Ed: I publish here in full an excellent Twitter thread from Professor Phil Syrpis, Professor of EU Law at Bristol University, on the cabinet reshuffle yesterday.
I have been reading and listening to a lot of analyses of the cabinet reshuffle. Pretty much all of them seem to me to be wide of the mark.
Commentators, backbenchers and policy analysts all speak as though the detail of policy matters. In the real world, of course it does. But, in the mind of the PM and his top advisors, it hardly matters at all. And that explains a lot.
Trying to read the runes, to work out the direction of travel, to put flesh onto the bones of Johnsonism (or whatever), is likely to be an unsatisfactory exercise.
A power hungry PM?
In the mind of the PM, what matters is the pursuit of power. He is, as I have written several times, single-minded in the pursuit of power, and does all he can to resist constraints on that power.

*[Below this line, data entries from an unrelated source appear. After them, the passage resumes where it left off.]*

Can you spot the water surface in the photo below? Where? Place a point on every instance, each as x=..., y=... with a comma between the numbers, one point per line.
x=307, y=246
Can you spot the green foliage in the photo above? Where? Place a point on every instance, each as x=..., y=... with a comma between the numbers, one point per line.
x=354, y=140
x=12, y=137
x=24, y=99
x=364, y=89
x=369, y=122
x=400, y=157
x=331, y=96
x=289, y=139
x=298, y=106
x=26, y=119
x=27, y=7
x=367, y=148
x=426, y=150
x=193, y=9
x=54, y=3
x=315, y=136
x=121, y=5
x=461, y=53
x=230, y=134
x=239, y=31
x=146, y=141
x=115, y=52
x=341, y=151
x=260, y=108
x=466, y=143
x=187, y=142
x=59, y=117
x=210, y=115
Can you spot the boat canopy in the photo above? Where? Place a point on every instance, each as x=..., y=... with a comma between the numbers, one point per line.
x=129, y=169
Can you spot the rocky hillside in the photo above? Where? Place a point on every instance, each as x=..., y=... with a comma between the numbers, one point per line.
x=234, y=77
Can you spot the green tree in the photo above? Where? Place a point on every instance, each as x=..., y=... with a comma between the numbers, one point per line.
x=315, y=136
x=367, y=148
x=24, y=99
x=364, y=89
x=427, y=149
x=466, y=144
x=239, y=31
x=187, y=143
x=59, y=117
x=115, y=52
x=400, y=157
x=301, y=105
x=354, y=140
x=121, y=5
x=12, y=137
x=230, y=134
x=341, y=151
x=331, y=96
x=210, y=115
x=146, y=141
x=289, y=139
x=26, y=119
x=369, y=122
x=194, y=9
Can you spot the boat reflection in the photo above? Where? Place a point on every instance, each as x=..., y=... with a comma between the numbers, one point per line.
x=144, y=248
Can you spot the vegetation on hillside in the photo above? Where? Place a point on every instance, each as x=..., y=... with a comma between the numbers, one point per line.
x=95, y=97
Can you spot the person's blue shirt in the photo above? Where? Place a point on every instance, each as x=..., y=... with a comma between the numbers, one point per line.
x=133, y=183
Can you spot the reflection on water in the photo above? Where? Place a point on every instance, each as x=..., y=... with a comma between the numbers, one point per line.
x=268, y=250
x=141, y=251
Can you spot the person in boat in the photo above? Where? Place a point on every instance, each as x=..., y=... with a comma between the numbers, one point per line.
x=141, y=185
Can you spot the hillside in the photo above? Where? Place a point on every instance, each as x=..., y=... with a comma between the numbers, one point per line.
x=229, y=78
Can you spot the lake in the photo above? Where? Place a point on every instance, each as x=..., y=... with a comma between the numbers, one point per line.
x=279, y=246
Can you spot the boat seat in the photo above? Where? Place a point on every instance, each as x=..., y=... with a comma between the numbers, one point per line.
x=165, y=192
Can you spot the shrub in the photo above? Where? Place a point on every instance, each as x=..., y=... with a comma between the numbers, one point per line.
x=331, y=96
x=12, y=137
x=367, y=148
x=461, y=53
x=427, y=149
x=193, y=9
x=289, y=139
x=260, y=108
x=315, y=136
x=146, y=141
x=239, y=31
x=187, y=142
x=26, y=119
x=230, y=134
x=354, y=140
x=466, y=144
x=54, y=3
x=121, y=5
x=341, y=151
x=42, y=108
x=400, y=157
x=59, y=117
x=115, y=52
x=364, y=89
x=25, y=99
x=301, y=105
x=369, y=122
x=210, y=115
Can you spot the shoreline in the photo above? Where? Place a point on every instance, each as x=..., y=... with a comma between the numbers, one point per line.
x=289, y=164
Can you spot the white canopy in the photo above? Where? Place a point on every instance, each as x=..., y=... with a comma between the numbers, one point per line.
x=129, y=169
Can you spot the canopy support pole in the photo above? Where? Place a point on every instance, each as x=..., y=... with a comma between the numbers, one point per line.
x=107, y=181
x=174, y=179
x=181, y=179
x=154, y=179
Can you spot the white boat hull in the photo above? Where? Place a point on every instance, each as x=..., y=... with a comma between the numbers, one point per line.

He is not interested in policy, let alone policy detail. I struggle to understand how many seem to think he has any convictions about (eg) Brexit, climate change, levelling up, culture wars, etc
He transparently does not. He doesn’t care one way or another how policy develops. All he cares about is how policy plays with first the Tory Party and its supporters, and second the voters. That helps to explain some of the sackings. Ministers whose stock has fallen with the Party are vulnerable.
The task of new Ministers is not to deliver a particular agenda, but to keep themselves, and the Party, popular.
The real meaning of levelling up?
A good example is levelling up – now ludicrously restyled as levelling up *the whole country*. The task facing Michael Gove, is not to regenerate ‘the North’ or ‘the Red Wall’, but ensure that the Tories maintain support (in key seats) across the whole country.
It doesn’t matter what the outcome is, so long as ‘the North’ is persuaded that the Govt is working for the North, and the South is persuaded that it will not lose its advantages. That won’t make for coherent policy. It won’t be easy. But Michael Gove may have the requisite skill set – telling people what they want to hear, and shamelessly denying the contradictions inherent in the message.
The key things are not policy (which will, in the best traditions of short-termism, shift with public opinion), but instead party management, coupled with management of Parliament, the courts and the media.
The reshuffle is intended to portray energy (working tirelessly, getting on with the job) and renewal. Johnson will revel in the various attempts to formulate an ‘intellectual case’ for his Prime Ministership.
So … All that happened yesterday was the removal of the least popular members of his team.
I see next to no prospect of a change in policy direction… unless (as before) there is a strong enough sense that the popular will is shifting.